À ses implications intellectuelles et artistiques, s’en ajoute une d’ordre social : la position des artistes sur le marché de l’art. Pour faire face à la spéculation, à la production industrielle, il offre à ses pairs refuge et atelier à Moly-Sabata à Sablons en Isère. Un lieu de retraite favorable à l’ascétisme mais aussi un centre d’étude et de rencontre pour tous les artistes souhaitant fonder la peinture sur des bases nouvelles. Robert Pouyaud (1901-1970), Anne Dangar (1885-1951), les disciples de Gleizes et Jean-Claude Libert (1917-1995) ont participé à cette aventure communautaire utopique. Leurs œuvres, associées à cet hommage, font revivre l’expérience de Moly-Sabata.

Albert Gleizes est arrivé à la peinture par l’Impressionnisme. Comme Jean Metzinger, Robert Delaunay, il découvre des dimensions, des modes de construction plastique autres que le modelé classique. Quelques raisons pour expliquer cette remise en question : engouement pour les découvertes scientifiques, fascination pour l’art primitif riche en imagination et en inventions plastiques et la grande exposition rétrospective de Cézanne (1907) qui apporte sa leçon de combinaisons de cônes et de cylindres.

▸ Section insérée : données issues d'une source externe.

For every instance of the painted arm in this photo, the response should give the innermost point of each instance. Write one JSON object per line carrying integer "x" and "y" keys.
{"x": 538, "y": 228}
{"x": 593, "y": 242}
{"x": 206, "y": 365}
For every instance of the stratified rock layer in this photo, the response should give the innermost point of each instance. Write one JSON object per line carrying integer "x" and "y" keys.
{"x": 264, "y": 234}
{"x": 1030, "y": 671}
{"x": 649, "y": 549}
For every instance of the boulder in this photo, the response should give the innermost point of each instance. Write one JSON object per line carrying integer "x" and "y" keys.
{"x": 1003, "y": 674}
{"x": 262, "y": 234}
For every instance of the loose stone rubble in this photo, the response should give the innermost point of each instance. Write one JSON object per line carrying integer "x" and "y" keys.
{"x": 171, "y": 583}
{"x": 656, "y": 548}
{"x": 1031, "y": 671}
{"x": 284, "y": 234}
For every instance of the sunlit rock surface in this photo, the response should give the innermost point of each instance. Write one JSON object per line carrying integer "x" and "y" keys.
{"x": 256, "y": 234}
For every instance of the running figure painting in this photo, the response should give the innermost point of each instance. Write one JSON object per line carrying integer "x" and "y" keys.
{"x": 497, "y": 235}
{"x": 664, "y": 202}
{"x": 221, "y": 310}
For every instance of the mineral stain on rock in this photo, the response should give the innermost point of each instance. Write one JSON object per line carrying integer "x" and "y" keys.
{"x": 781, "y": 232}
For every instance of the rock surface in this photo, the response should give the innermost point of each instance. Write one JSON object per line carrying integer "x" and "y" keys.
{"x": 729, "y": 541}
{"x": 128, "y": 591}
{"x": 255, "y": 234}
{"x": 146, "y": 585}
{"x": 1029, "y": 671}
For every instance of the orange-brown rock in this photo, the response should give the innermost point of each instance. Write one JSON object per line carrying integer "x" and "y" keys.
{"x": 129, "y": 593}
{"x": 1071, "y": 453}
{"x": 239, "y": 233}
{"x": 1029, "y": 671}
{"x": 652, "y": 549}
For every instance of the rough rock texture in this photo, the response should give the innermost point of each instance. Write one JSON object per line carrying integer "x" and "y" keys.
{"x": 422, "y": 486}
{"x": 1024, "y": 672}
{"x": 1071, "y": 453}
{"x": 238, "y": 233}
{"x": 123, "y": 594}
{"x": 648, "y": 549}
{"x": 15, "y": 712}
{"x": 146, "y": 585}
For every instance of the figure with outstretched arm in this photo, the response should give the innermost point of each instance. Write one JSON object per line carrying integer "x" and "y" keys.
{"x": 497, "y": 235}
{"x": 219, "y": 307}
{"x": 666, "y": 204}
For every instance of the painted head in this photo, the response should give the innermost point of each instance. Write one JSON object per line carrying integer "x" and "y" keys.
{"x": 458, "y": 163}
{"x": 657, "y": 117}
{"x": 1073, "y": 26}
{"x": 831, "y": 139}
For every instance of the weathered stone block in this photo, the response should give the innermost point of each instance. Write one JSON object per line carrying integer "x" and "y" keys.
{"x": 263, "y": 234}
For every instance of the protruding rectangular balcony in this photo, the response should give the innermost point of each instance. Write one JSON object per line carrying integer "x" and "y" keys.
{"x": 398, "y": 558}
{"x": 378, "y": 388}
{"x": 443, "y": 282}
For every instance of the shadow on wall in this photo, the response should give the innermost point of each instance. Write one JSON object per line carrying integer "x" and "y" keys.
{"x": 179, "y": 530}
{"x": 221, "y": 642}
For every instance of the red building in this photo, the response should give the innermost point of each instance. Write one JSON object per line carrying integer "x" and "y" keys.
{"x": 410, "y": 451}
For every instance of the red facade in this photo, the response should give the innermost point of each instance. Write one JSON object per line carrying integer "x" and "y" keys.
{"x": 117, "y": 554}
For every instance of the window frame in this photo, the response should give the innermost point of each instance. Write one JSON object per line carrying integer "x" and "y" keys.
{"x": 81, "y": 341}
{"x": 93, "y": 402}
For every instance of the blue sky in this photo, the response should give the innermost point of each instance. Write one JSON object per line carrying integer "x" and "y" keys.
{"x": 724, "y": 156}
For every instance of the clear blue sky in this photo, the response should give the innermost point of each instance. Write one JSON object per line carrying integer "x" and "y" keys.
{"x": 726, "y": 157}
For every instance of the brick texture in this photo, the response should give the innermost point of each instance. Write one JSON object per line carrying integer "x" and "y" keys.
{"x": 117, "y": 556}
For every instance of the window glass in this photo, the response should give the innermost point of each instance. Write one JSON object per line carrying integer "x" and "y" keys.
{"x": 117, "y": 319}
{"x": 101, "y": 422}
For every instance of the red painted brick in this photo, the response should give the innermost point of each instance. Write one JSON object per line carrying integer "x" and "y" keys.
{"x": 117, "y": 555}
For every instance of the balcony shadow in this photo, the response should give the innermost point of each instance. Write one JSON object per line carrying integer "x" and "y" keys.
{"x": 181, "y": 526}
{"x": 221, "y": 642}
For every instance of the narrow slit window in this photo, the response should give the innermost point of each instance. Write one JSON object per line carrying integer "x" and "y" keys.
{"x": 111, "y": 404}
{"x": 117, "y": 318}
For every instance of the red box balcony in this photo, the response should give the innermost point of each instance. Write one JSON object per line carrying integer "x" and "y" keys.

Le Cubisme, initié par Braque et Picasso, se propose de bouleverser les concepts esthétiques et techniques de l’art traditionnel né de la Renaissance. L’acte de peindre ne se contente pas d’imiter le réel. L’espace pictural est organisé de façon à rendre visible la spécificité de la peinture (ligne, couleur,…). Le visible, qui résulte d’une construction de l’esprit, reste le seul valable. « Les sens déforment, l’esprit forme » (Braque). Un ordre plastique d’avant-garde qui laisse la liberté, à chaque prospecteur et selon sa propre ingéniosité, de concevoir l’espace du tableau dans son autonomie. « L’art est la révélation d’une vérité et non une effusion romantique » (Max Jacob).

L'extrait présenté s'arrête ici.